Rechtsanwalt Mark S. Haltzman hatte im Auftrag eines minderjährigen Schülers im Mai eine Unterlassungsverfügung erwirkt, nach der Mitarbeiter der Schulbehörde keine Webcams von verliehenen Notebooks mehr aktivieren dürfen. Im Februar 2010 war bekannt geworden, dass Schüler auf die Weise ausspioniert wurden. Von 40 Schülern wurden heimlich Webcam-Fotos abgespeichert.

Der eigentliche Rechtsstreit ist aber noch nicht entschieden. Der Schüler beziehungsweise seine Eltern verlangen von der Schulbehörde unter anderem Schadenersatz und die Zulassung als Sammelklage, da durch die Überwachung Bürgerrechte verletzt worden seien.

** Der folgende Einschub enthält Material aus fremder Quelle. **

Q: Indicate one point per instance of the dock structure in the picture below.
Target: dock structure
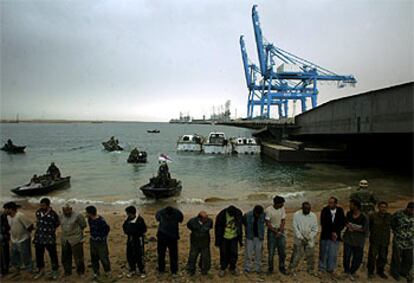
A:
(281, 77)
(375, 126)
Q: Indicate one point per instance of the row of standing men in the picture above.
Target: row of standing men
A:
(228, 230)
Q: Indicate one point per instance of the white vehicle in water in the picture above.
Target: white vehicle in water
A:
(242, 145)
(216, 143)
(189, 143)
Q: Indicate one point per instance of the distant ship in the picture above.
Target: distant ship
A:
(15, 121)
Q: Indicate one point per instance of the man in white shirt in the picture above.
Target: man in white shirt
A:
(276, 239)
(20, 232)
(305, 228)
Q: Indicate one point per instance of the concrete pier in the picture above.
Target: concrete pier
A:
(375, 127)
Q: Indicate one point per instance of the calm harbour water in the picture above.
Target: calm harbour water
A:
(106, 178)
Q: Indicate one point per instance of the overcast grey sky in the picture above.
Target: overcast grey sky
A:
(149, 60)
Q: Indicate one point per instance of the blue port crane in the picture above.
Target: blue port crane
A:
(284, 76)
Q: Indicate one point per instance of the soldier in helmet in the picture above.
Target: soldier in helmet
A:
(365, 197)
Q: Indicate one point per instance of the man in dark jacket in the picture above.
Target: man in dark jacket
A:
(229, 233)
(167, 237)
(99, 231)
(4, 243)
(332, 223)
(199, 242)
(134, 227)
(47, 220)
(357, 229)
(379, 240)
(254, 222)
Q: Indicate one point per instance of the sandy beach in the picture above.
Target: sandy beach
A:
(115, 218)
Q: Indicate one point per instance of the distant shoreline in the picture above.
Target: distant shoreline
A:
(63, 121)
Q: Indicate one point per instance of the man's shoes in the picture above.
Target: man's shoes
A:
(382, 275)
(313, 273)
(54, 275)
(38, 275)
(283, 271)
(191, 273)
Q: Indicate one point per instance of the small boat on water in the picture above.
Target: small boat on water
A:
(112, 147)
(216, 143)
(43, 187)
(190, 143)
(243, 145)
(13, 149)
(151, 190)
(112, 144)
(137, 156)
(155, 131)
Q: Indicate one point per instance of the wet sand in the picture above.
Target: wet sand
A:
(117, 250)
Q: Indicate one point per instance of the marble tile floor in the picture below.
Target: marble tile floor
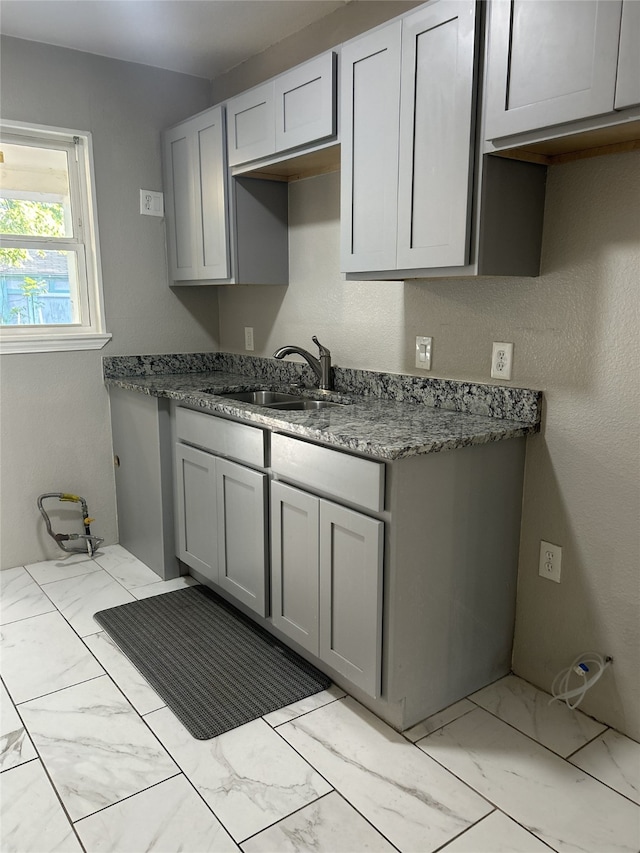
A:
(92, 760)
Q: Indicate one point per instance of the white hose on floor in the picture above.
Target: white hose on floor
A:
(588, 668)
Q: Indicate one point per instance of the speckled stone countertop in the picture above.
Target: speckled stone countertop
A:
(388, 416)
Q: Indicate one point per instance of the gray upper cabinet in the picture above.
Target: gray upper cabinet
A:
(436, 144)
(196, 198)
(628, 79)
(251, 132)
(220, 230)
(551, 62)
(305, 103)
(369, 118)
(294, 109)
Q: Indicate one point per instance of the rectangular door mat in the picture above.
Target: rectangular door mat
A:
(213, 666)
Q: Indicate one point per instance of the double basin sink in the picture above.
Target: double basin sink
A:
(276, 400)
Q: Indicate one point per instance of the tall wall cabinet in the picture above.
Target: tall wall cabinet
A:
(413, 204)
(553, 62)
(220, 229)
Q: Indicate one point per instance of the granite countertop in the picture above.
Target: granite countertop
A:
(388, 416)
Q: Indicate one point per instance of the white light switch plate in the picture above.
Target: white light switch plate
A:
(151, 203)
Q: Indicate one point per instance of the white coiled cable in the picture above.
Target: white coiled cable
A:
(588, 668)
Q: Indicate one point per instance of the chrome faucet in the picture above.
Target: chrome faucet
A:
(320, 366)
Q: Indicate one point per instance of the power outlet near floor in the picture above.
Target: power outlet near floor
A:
(501, 360)
(550, 561)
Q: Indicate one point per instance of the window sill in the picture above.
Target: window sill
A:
(51, 342)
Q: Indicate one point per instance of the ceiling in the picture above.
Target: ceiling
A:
(201, 37)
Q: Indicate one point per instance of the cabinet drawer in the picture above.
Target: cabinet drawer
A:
(226, 438)
(348, 478)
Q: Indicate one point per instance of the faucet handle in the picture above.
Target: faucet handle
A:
(323, 350)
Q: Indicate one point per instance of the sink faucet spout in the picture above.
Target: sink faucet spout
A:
(320, 366)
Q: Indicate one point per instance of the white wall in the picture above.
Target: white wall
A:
(54, 415)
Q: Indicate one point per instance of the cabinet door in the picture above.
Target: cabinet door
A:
(305, 105)
(294, 564)
(369, 116)
(196, 198)
(550, 62)
(242, 506)
(436, 139)
(196, 510)
(628, 80)
(211, 195)
(351, 557)
(180, 206)
(251, 125)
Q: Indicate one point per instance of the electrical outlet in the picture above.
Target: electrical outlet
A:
(501, 361)
(423, 352)
(550, 561)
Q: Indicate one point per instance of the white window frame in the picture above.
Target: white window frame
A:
(90, 333)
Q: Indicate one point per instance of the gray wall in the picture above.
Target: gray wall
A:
(575, 330)
(54, 414)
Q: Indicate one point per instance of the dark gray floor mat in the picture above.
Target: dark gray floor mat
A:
(213, 666)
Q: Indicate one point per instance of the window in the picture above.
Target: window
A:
(50, 282)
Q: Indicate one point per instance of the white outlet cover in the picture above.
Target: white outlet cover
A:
(424, 346)
(501, 360)
(550, 563)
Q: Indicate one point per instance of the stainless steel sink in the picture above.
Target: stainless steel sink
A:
(301, 405)
(277, 400)
(258, 398)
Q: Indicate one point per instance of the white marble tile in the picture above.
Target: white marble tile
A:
(43, 654)
(297, 709)
(496, 833)
(143, 697)
(414, 803)
(94, 745)
(248, 776)
(79, 598)
(20, 596)
(615, 760)
(554, 800)
(166, 818)
(163, 586)
(437, 721)
(15, 745)
(528, 710)
(327, 826)
(72, 566)
(125, 568)
(32, 818)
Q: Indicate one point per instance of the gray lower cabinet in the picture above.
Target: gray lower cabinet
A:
(553, 61)
(196, 510)
(241, 526)
(326, 569)
(143, 454)
(221, 509)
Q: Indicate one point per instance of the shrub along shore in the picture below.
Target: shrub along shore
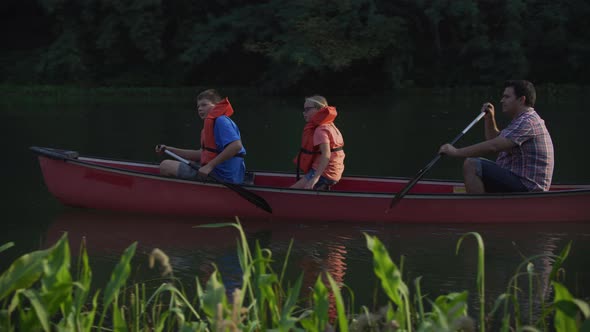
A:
(42, 291)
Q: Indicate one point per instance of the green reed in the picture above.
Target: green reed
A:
(39, 293)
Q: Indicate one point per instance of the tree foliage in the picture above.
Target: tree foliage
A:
(343, 44)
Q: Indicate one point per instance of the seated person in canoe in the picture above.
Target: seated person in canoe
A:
(321, 156)
(221, 153)
(525, 159)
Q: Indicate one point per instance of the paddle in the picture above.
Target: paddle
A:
(245, 193)
(424, 170)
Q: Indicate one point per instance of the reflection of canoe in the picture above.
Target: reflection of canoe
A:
(130, 186)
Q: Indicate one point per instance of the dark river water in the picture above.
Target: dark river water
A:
(385, 136)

Der Lower Merion School District habe unter anderem gegen den Electronic Communications Privacy Act, den Computer Fraud and Abuse Act und den Stored Communications Act verstoßen.

Strafrechtlich wird die Webcam-Überwachung voraussichtlich keine Konsequenzen haben. Der zuständige Staatsanwalt und das FBI hatten vor zwei Wochen ihre Untersuchungen abgeschlossen und bekannt gegeben, dass sie keine kriminellen Absichten erkennen konnten. (anw)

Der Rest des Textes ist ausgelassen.